Kegiatan yang mempertemukan pelaku usaha mikro dengan Pemerintah Kabupaten Banyuasin, Otoritas Jasa Keuangan (OJK), PNM, serta sejumlah pihak terkait itu membahas berbagai aspek yang menjadi kunci pengembangan usaha, mulai dari pemasaran digital, literasi keuangan, legalitas usaha, perlindungan konsumen hingga peningkatan kapasitas pelaku usaha.
Sekretaris Daerah Kabupaten Banyuasin, Ir. Erwin Ibrahim, ST., MM., MBA., IPU., ASEAN Eng., saat membuka kegiatan menekankan pentingnya transformasi digital bagi pelaku UMKM. Menurutnya, pemanfaatan teknologi harus diikuti dengan peningkatan kualitas produk, kemasan, legalitas usaha, serta kemampuan melakukan pencatatan keuangan secara digital.
Bagi Lapas Banyuasin, berbagai materi tersebut memiliki relevansi langsung dengan pengembangan produk hasil pembinaan kemandirian warga binaan.
Selama ini, warga binaan tidak hanya menjalani pembinaan kepribadian, tetapi juga dibekali keterampilan produktif melalui berbagai kegiatan kemandirian. Hasilnya kemudian dikembangkan menjadi produk yang memiliki nilai ekonomi.
Persoalannya, menghasilkan produk saja tidak cukup. Produk membutuhkan kemasan yang baik, legalitas yang jelas, tata kelola usaha, strategi pemasaran, dan akses pasar agar mampu berkembang secara berkelanjutan.
Di titik inilah peluang digitalisasi menjadi penting.
Kepala Divisi Edukasi dan Perlindungan Konsumen OJK Sumatera Selatan, Asnawati, dalam kegiatan tersebut turut menyoroti pentingnya penggunaan pembiayaan secara produktif untuk mendukung pengembangan usaha.
Sementara itu, Pemimpin PNM Cabang Palembang, Benny Satria B, menegaskan bahwa peningkatan kapasitas dan pendampingan merupakan bagian penting dalam membantu pelaku usaha meningkatkan kemampuan bisnisnya.
Bagi Lapas Banyuasin, keterlibatan dalam forum tersebut sekaligus menjadi ruang belajar untuk membawa pengelolaan produk warga binaan ke arah yang lebih profesional.
Kepala Lapas Kelas IIA Banyuasin, Reza Meidiansyah Purnama, mengatakan pihaknya melihat kegiatan PKU Akbar sebagai kesempatan untuk memperluas jejaring sekaligus membuka peluang kerja sama dalam pengembangan produk hasil karya warga binaan.

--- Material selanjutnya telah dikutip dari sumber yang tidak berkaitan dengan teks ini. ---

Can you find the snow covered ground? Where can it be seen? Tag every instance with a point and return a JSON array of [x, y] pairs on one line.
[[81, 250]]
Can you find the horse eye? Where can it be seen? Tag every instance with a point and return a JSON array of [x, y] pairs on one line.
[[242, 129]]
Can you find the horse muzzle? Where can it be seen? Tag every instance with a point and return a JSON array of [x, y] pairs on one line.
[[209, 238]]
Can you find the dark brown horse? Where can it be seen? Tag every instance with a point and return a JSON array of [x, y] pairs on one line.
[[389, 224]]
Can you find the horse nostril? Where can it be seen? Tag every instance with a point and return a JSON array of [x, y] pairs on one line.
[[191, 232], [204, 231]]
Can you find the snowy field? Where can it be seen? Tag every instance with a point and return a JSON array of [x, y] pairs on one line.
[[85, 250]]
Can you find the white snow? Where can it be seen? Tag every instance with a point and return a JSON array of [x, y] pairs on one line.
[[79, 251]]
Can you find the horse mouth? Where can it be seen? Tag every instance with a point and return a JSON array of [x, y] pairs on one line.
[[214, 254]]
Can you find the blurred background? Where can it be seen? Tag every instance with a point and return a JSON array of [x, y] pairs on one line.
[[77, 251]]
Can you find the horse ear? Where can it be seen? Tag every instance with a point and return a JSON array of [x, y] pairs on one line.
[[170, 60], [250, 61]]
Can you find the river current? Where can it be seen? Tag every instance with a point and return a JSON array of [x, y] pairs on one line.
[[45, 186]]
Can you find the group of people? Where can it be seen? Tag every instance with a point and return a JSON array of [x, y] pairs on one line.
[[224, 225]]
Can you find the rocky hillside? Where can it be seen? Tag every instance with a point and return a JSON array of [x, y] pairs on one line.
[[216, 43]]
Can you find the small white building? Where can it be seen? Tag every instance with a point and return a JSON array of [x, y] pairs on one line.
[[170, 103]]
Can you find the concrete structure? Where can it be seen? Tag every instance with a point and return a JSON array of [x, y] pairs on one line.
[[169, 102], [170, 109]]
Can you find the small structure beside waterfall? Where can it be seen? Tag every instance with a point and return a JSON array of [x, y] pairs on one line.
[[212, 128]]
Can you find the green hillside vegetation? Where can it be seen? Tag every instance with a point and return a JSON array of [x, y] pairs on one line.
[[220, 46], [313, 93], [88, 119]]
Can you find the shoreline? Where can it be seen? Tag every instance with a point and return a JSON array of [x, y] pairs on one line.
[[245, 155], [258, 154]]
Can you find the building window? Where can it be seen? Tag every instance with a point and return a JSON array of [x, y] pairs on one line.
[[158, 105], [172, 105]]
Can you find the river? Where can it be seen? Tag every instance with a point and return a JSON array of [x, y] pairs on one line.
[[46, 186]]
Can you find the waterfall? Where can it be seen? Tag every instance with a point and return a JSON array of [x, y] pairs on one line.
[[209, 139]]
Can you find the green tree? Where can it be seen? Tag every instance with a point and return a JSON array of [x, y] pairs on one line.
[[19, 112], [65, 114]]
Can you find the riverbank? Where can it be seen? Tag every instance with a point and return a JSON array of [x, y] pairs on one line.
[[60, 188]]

“Kami melihat kegiatan ini sebagai kesempatan untuk menambah wawasan sekaligus membuka ruang kerja sama dalam pengembangan produk hasil karya warga binaan. Pengetahuan mengenai pemasaran digital, pengelolaan usaha, dan legalitas menjadi hal penting agar produk pembinaan dapat dikelola secara lebih baik dan memiliki akses pasar yang lebih luas,” ujar Reza.
Menurutnya, pembinaan kemandirian tidak berhenti pada proses membuat sebuah produk. Tantangan berikutnya adalah memastikan produk tersebut mampu memiliki nilai tambah dan menemukan pasar.
Karena itu, pemahaman terhadap ekosistem usaha menjadi bagian penting dalam proses pembinaan warga binaan.
Dari Balik Lapas Menuju Pasar
Partisipasi Lapas Banyuasin dalam PKU Akbar menunjukkan adanya upaya menghubungkan proses pembinaan di dalam Lapas dengan kebutuhan dunia usaha di luar.
Produk warga binaan yang sebelumnya dihasilkan dalam lingkungan pembinaan kini mulai diperkenalkan ke ruang yang lebih luas, termasuk kepada pelaku UMKM, pemerintah daerah, lembaga keuangan, dan pemangku kepentingan lainnya.
Langkah tersebut sekaligus membuka kemungkinan terbangunnya kolaborasi baru, baik dalam hal pemasaran, peningkatan kualitas produk, pendampingan usaha maupun pengembangan jaringan.
Dengan semakin berkembangnya perdagangan berbasis digital, peluang pasar tidak lagi terbatas pada lingkungan sekitar. Produk yang memiliki kualitas, kemasan, legalitas dan strategi pemasaran yang tepat berpotensi menjangkau konsumen yang lebih luas.
Lapas Banyuasin pun terus mendorong agar keterampilan yang diperoleh warga binaan tidak berhenti sebagai aktivitas selama menjalani masa pidana, tetapi dapat menjadi bekal untuk membangun kemandirian ekonomi setelah kembali ke tengah masyarakat.
Melalui penguatan keterampilan, pengelolaan usaha dan perluasan akses pasar, produk hasil pembinaan warga binaan diharapkan semakin memiliki daya saing sekaligus menjadi bagian dari proses mempersiapkan warga binaan kembali produktif di masyarakat.(WT)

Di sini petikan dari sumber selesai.